A good chunk of the new economy is looking just-in-time, by design.

Friends refer to it as the Sharing Economy. Others think of it as peer-to-peer commerce. Neither phrase captures the broader shift in market culture. The  tipping point is tied to changing customer behavior, not the business model.

Examples are everywhere.

ZipCar–Just-in-time commerce with each of us is in a perpetual queue moving around, reserving a car with a click wherever we might be. Use and return.

Airbnb–just-in-time for a bed to sleep in. Book someone’s empty room with a click.

CitiBike–new kid on the just-in-time economy block. Playing musical bike docks. So behaviorally right on, it’s breaking with over use yet a few months old.

Sure, one is about cars owned by Avis, one about beds owned by individuals and one, short hop bikes. But the core connection is cultural. None of these would have been possible 20 years ago, technology aside.

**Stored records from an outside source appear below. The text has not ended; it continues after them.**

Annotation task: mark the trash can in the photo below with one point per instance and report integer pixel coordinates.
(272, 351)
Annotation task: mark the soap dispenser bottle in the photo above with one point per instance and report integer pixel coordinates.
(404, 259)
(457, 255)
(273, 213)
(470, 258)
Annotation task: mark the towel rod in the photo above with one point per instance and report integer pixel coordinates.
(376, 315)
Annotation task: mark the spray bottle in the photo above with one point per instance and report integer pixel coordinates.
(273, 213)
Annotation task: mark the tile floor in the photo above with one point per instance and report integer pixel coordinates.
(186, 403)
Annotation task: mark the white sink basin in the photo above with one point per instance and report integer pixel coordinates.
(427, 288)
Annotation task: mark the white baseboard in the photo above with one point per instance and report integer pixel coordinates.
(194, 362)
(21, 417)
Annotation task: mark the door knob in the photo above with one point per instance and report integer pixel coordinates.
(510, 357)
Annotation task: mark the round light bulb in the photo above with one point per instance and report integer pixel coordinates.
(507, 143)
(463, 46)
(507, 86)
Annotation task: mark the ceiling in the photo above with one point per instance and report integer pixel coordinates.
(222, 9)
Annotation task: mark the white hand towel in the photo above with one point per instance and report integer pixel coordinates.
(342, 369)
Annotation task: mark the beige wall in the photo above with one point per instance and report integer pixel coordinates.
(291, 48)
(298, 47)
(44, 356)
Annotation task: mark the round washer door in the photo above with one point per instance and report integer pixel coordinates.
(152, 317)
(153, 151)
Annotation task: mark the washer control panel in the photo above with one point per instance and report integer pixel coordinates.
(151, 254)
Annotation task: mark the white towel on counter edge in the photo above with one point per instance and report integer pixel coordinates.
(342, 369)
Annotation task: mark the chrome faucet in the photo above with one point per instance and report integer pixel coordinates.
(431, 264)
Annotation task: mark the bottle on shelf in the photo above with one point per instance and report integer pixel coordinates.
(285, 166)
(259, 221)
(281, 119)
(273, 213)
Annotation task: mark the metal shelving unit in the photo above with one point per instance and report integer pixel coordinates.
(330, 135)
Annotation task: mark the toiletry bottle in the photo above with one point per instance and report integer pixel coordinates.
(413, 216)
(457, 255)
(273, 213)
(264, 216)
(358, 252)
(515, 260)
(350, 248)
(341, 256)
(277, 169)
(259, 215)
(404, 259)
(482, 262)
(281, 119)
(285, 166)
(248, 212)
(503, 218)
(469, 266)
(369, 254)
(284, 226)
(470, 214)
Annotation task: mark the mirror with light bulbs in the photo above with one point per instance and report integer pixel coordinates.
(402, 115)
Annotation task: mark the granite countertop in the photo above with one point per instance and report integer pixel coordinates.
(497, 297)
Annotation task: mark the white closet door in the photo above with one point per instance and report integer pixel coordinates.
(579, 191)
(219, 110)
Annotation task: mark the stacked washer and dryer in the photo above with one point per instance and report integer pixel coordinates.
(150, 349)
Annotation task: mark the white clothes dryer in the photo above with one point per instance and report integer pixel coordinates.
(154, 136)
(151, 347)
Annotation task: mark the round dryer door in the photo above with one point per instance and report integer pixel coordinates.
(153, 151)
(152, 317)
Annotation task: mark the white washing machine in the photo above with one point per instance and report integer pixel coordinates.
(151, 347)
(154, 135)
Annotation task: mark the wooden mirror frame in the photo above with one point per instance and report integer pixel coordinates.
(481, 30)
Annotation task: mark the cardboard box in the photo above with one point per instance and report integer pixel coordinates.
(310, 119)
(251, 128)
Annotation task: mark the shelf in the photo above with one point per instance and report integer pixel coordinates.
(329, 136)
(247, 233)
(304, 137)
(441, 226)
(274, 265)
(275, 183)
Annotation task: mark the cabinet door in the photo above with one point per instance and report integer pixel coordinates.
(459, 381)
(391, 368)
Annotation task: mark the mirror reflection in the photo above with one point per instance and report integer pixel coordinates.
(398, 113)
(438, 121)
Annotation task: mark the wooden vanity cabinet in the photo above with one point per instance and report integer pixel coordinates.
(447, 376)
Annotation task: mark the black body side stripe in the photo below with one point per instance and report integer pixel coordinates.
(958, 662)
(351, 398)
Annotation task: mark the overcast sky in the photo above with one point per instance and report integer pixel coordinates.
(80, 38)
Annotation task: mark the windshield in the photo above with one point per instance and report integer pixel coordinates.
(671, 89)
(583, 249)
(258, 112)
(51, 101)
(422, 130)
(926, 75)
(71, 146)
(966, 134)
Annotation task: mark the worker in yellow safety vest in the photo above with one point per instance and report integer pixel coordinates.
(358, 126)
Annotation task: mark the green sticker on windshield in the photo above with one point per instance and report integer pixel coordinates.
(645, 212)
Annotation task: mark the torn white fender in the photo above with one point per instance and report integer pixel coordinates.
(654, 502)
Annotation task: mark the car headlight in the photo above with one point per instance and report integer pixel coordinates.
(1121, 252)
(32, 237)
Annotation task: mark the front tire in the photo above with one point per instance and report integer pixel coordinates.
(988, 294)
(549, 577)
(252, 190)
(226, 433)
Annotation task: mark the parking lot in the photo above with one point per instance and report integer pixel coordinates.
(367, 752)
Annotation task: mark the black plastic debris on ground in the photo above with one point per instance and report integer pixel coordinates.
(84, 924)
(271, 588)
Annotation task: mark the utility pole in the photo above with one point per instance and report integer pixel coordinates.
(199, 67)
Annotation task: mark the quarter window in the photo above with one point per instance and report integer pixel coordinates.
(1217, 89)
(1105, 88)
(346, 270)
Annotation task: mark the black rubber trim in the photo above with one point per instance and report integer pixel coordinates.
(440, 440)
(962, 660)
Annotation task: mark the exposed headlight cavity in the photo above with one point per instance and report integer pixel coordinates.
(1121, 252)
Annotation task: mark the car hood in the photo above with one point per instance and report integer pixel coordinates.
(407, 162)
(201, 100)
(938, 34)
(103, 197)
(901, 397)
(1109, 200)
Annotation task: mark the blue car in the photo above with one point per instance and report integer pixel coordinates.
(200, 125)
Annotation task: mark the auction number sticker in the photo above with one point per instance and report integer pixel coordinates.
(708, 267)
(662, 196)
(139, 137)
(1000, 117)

A behavioral change in how the mass market consumes goods is in full tilt.  Matching more than shopping, bumping into what they want more than searching it out.

Online, this is everywhere. Different medium, same behavior. Want to hear a song, watch a movie or share a file? Streaming has replaced storage, rental replaced ownership.

I’ve vacillated over whether this idea is just a twist on ‘Always On’. But they are very different.  ‘Always On’ is platform think. Just-in-time is a consumer and market perspective.

Think about customers going through their day bumping into impulses. This is transforming how we sell and market.

Trending cultural change terms like authenticity, customer centric, social engagement are not useful when it comes to sitting down and figuring out how to intersect with your market.

As sellers of goods we’ve become pretty sophisticated at embedding transactions in objects. This is just-in-time selling through social objects distributed by the consumers themselves.

As marketers, much less so.

Brands for the most part are employing push marketing disguised as conversations. Sales disguised as customer support. And humbleness disguised as authenticity. The social web is employed as a prop.

It is a very tough problem.

Gazillions of customers milling around on Facebook, and your brand trying to leverage a soft sell connected to some social cause or some goodness that benefits the company by association.

Most brand efforts seem more like cosmetic repackaging, faux interest wrapped as a humane slide to a transaction. It’s just a hybridization of old-school marketing. Every brand wants to be Liked (and counts them) but invariably, their quotient for value and success is how being Liked drive sales.

Two directions, more than solutions,  seem to be surfacing.

For Sales

Network specific behaviors drive models naturally.

Facebook and Twitter are pure media platforms, push advertising vehicles with a social twist. To plan on commerce on either is a false start. As advertisiing channels, possibly. These platforms are the new broadcast networks without a late night Crazy Eddie sales underbelly.

Pinterest is a natural sales channel. It understands that we buy images as fashion object for most consumables. Instagram and Tumblr are more complex, but at their core, more focused brand marketing than sales.

Understanding each network’s unique dynamics and how your product plays there is always the place to start.

For Marketing

Brand marketing on the web is really in its infancy.

The more we consider markets as communities, the closer we get to a natural poise between company and customers. And the more we look to the skills of community managers, the more marketing on the social nets is finding its pulse.

We manage communities as they need it, at their own pace. Just-in-time to the dynamics of the situation. My community-smart friends may balk at the term but indeed this is the pacing.

Right now though, marketing on the social web is a mess. A pushmepullyou monstrosity of sorts. Noisy. Posey. Uncomfortable.

I’m over simplifying of course.

Selling is not all about the transaction, and marketing is not brand first with every breath. But what we have today ain’t working. All the misguided KPI to ROI charts in the world will not teach you how to talk to the people in front of you.

It’s a big start to acknowledge that what is happening just doesn’t work.

Remember the old saying that insanity is doing the same thing over and over again and expecting different results. Couldn’t be more true.

It’s time to rethink.

This concept of just-in-time as market metaphor for UX, as a handshake to the shopping cart and the sales funnel, with community as the model for marketing—is one way to get there.

It’s what our customers want.  It’s just smart to be there when they want us.